Swine flu virus pandemic alert now on phase 5

The Swine flu virus problem is not slowing down. Number of confirmed cases increased rapidly across the world that force the World Health Organization (WHO) to raised its pandemic alert to 5.

The 2009 H1N1 virus claimed more than 150 deaths and 2,500 illnesses in Mexico. There are also 148 confirmed cases in nine countries. Germany and Austria became the latest European countries to report swine flu cases.

WHO urges different countries to make necessary health security measure to combat this outbreak.

Checkout below The World Health Organization’s Pandemic Influenza Phases

Phase 1 – No viruses circulating among animals have been reported to cause infections in humans.

Phase 2 – An animal influenza virus is considered a potential pandemic threat because the virus circulating among domesticated or wild animals already causes infection in humans.

Phase 3 – An animal-to-animal or human-to-animal influenza resassortant virus has caused intermittent cases or small clusters of disease in humans, but has not resulted in human-to-human transmission that could trigger community-level outbreaks.

Phase 4 – There is sustained human-to-human transmission of an animal-to-animal or human-to-animal influenza reassortant virus that could trigger community-level outbreaks. The WHO said that this stage indicates a significant increase in the risk for a pandemic, but it does not necessarily suggest that a pandemic will inevitably occur.

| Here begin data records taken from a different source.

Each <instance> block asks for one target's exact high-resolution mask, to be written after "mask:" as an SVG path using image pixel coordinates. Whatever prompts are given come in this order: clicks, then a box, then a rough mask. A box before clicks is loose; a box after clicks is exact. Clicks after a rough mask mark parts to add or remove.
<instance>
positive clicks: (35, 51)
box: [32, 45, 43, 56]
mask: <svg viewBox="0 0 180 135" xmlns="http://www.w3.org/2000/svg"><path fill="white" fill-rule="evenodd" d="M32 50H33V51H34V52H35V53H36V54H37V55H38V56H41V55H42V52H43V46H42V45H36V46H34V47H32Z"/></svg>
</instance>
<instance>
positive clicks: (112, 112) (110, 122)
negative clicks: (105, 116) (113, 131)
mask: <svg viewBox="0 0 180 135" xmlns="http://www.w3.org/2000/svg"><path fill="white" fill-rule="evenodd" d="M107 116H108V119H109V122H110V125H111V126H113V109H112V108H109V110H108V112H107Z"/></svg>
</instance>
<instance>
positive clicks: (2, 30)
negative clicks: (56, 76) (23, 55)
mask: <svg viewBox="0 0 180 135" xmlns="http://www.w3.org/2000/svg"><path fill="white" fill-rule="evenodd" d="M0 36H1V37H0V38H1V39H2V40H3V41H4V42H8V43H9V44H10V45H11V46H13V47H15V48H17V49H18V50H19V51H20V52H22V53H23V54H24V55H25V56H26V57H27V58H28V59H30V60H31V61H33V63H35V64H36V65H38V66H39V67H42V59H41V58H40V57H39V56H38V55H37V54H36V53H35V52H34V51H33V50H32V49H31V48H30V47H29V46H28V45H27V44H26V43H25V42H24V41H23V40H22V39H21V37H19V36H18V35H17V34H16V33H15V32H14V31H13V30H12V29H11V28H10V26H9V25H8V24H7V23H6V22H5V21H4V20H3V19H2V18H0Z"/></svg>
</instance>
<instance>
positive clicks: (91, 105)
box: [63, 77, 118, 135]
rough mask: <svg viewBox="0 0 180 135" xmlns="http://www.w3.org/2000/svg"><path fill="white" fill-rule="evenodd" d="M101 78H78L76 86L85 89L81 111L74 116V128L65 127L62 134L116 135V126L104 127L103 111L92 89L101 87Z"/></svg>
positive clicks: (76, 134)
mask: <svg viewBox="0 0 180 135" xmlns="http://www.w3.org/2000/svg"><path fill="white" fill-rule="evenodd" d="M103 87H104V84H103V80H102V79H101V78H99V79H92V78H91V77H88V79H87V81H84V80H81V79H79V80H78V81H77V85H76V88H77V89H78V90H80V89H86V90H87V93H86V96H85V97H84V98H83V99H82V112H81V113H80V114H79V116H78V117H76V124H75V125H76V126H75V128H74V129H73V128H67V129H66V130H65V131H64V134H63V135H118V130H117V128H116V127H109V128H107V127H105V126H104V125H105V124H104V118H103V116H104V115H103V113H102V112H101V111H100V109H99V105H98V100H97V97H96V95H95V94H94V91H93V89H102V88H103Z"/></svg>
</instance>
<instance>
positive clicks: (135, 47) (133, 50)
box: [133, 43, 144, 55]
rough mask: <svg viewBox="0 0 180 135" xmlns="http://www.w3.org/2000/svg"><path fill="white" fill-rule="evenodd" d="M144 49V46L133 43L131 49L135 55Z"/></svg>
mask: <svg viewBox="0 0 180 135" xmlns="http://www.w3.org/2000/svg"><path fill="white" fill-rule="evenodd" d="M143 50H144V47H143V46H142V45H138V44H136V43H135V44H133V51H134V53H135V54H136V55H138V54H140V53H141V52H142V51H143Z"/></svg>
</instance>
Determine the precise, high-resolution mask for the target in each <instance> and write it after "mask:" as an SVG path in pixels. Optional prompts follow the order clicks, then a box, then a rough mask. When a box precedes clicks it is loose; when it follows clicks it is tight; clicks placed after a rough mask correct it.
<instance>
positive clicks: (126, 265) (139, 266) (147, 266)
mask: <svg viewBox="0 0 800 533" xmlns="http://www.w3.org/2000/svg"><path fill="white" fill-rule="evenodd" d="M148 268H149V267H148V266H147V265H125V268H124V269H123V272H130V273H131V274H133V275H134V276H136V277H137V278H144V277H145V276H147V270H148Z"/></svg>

Phase 5 – There is human-to-human virus transmission in at least two countries in one WHO region. The WHO said this phase strongly signals the imminence of a pandemic.

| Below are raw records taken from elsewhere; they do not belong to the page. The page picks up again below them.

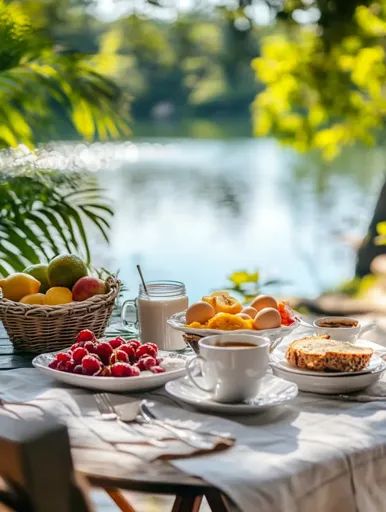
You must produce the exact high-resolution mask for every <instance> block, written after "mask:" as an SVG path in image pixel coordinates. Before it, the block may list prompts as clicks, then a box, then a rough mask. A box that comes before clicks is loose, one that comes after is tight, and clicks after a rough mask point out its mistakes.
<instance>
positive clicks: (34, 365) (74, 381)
mask: <svg viewBox="0 0 386 512" xmlns="http://www.w3.org/2000/svg"><path fill="white" fill-rule="evenodd" d="M56 353H57V352H51V353H47V354H40V355H38V356H36V357H35V358H34V359H33V361H32V364H33V366H34V367H35V368H38V369H39V370H40V371H41V372H42V373H44V374H46V375H47V376H49V377H52V378H54V379H56V380H58V381H60V382H64V383H66V384H70V385H72V386H77V387H80V388H89V389H98V390H102V391H112V392H116V393H120V392H127V391H146V390H148V389H153V388H157V387H159V386H163V385H164V384H165V383H166V382H168V381H170V380H171V379H177V378H178V377H181V376H182V375H185V364H186V361H187V360H188V359H189V357H190V356H186V355H183V354H176V353H170V352H162V351H161V352H159V357H161V358H162V359H163V361H162V363H161V365H162V366H163V367H164V368H165V369H166V372H164V373H151V372H150V371H149V372H141V374H140V375H139V376H138V377H93V376H88V375H79V374H74V373H66V372H61V371H59V370H54V369H53V368H49V366H48V365H49V363H50V362H51V361H52V360H53V358H54V356H55V354H56Z"/></svg>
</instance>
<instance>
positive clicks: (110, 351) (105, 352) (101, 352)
mask: <svg viewBox="0 0 386 512" xmlns="http://www.w3.org/2000/svg"><path fill="white" fill-rule="evenodd" d="M95 352H96V354H98V356H99V357H100V359H101V361H102V362H103V363H104V364H109V362H110V357H111V354H112V353H113V349H112V347H111V345H110V343H108V342H107V341H103V342H102V343H98V345H97V346H96V347H95Z"/></svg>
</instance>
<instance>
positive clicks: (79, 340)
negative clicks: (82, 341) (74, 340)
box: [76, 329, 95, 343]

Phase 6 – This stage indicates that a global pandemic is underway. There are widespread community-level outbreaks in at least another country in a different WHO region. This is in addition to the criteria prescribed in Phase 5.

Post-peak Period – Under this phase, pandemic disease levels will appear to be decreasing, but it will remain unsure whether additional pandemic waves will occur.

Post-pandemic period – The pandemic virus level will be similar to that of a seasonal influenza A virus. However, the WHO suggests that surveillance should be maintained and pandemic preparedness and response plans should be updated. A recovery phase and evaluation should likewise ensue.